Operate and Maintain:

  1. Once deployed, any updates or changes should follow the steps above (Plan, Gather Requirements, Design, Develop, Test) to ensure accessibility testing is built into the life cycle.
  2. Stay abreast of updates to Section 508 standards; consider incorporating the latest Web Content Accessibility Guidelines (WCAG) requirements for future proofing (as of September 2023, WCAG 2.2 is pending release).
  3. Conduct periodic accessibility testing to identify new accessibility defects.
  4. Monitor customer feedback and accessibility complaints.
  5. Generate and disseminate resources and educational materials on accessibility for content creators.

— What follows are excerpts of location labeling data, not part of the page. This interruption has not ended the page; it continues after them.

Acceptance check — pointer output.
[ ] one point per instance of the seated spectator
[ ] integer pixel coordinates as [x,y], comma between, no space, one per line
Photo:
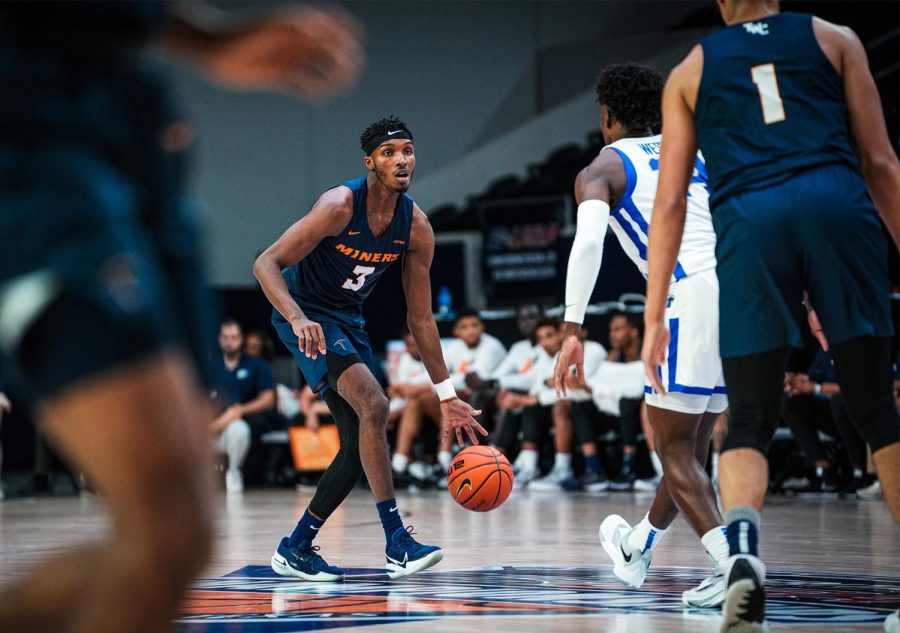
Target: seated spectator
[538,415]
[247,390]
[514,374]
[618,388]
[258,343]
[814,404]
[575,415]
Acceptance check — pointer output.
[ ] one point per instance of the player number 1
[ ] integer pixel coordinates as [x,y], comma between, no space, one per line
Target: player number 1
[361,273]
[769,95]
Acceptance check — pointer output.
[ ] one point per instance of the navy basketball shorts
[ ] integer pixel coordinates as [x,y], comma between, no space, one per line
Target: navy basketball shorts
[345,345]
[818,232]
[86,286]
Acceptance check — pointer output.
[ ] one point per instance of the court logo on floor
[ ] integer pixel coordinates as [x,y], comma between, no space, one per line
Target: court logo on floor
[255,600]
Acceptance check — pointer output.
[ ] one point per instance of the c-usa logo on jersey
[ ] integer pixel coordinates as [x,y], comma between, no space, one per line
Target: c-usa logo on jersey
[756,28]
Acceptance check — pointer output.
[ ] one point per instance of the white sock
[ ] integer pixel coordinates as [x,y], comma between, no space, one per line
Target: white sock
[562,461]
[527,459]
[657,464]
[716,545]
[645,536]
[399,462]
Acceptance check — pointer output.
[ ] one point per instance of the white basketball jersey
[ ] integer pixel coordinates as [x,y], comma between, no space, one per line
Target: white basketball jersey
[630,219]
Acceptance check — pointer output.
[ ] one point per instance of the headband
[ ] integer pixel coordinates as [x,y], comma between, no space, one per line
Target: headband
[374,142]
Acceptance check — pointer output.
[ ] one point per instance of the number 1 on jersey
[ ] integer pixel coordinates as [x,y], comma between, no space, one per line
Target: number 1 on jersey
[769,95]
[361,273]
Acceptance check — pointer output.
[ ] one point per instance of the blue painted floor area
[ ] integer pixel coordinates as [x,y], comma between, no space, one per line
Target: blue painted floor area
[254,599]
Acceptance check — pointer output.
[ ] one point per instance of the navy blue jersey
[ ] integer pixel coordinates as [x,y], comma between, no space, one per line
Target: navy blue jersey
[770,105]
[336,277]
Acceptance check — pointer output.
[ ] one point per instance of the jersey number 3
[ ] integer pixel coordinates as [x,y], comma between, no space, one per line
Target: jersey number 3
[769,95]
[361,273]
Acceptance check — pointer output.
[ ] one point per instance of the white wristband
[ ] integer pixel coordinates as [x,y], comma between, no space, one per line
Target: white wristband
[445,390]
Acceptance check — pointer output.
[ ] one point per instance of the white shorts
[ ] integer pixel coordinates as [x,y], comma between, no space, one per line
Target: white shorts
[692,372]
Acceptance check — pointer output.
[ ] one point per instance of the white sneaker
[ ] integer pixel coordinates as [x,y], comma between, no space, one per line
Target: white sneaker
[892,623]
[709,594]
[234,481]
[552,481]
[629,565]
[872,491]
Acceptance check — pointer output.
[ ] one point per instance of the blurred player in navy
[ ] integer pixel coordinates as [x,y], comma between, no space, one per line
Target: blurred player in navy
[100,295]
[778,103]
[317,275]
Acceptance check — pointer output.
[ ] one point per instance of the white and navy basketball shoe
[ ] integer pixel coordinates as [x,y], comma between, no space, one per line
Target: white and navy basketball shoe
[744,609]
[629,564]
[303,561]
[709,594]
[406,556]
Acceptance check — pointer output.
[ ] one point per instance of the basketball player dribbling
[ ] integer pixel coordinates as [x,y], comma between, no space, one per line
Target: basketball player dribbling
[790,122]
[624,177]
[317,275]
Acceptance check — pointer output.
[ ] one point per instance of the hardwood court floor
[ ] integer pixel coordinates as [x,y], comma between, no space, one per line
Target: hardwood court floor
[532,565]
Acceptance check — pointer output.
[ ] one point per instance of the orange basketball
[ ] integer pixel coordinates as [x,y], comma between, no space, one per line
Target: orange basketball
[480,478]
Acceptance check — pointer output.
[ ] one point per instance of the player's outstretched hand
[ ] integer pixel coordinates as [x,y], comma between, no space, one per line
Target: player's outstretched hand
[459,415]
[310,336]
[656,340]
[571,353]
[312,52]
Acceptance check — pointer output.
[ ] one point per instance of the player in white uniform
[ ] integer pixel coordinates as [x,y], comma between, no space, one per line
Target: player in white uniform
[618,189]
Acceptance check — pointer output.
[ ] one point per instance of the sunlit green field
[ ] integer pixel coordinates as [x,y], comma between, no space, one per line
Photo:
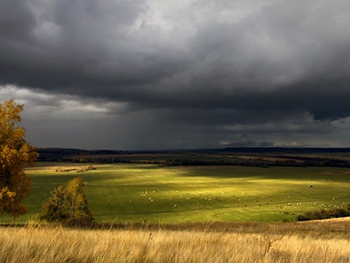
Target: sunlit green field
[149,193]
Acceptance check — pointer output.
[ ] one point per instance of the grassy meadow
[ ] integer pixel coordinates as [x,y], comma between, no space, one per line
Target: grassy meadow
[149,193]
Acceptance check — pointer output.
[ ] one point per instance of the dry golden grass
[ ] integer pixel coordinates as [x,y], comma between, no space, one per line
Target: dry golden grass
[322,241]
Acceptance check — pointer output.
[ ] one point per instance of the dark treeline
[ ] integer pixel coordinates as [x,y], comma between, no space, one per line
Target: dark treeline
[258,157]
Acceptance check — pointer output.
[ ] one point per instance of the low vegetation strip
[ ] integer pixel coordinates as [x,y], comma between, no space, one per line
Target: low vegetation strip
[270,243]
[137,193]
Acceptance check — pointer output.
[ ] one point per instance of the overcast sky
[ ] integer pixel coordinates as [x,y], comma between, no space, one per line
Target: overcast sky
[155,74]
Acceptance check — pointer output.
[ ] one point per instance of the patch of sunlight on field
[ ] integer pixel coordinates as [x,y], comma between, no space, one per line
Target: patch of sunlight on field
[138,192]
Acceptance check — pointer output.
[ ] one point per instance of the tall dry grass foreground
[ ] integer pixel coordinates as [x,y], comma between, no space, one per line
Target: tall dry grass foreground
[246,243]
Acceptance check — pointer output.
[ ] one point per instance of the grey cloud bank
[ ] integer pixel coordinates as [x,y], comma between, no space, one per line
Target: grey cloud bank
[178,74]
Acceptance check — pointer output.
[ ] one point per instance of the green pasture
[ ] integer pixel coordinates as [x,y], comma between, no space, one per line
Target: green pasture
[149,193]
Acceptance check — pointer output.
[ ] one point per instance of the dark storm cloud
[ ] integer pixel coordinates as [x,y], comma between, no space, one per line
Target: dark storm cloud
[209,65]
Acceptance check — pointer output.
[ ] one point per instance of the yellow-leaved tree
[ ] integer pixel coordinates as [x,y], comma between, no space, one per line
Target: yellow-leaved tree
[15,152]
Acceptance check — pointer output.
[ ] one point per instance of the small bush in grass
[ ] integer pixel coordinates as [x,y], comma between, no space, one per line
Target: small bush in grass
[68,205]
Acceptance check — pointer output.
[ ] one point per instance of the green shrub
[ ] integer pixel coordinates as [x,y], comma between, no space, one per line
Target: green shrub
[68,205]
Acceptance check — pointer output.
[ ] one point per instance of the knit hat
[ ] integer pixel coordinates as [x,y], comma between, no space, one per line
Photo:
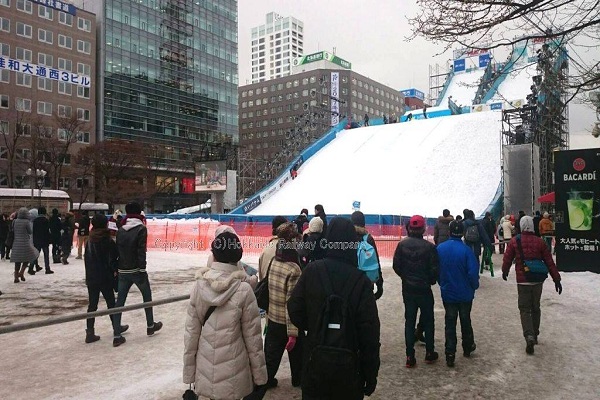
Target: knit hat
[527,224]
[456,229]
[416,222]
[288,231]
[133,208]
[227,248]
[99,221]
[315,225]
[358,218]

  6. Monitor continuously and iterate on quality metrics identified in the QASPs.

  1. Numerous frameworks define the phases of the Software Development Life Cycle (SDLC) in various phases; typically, between five to ten phases. Seven phases were selected to create a broadly applicable life cycle regardless of the type of ICT. The seven steps aggregate SDLC policies and standards used at the U.S. Office of Personnel Management and the U.S. Department of Justice.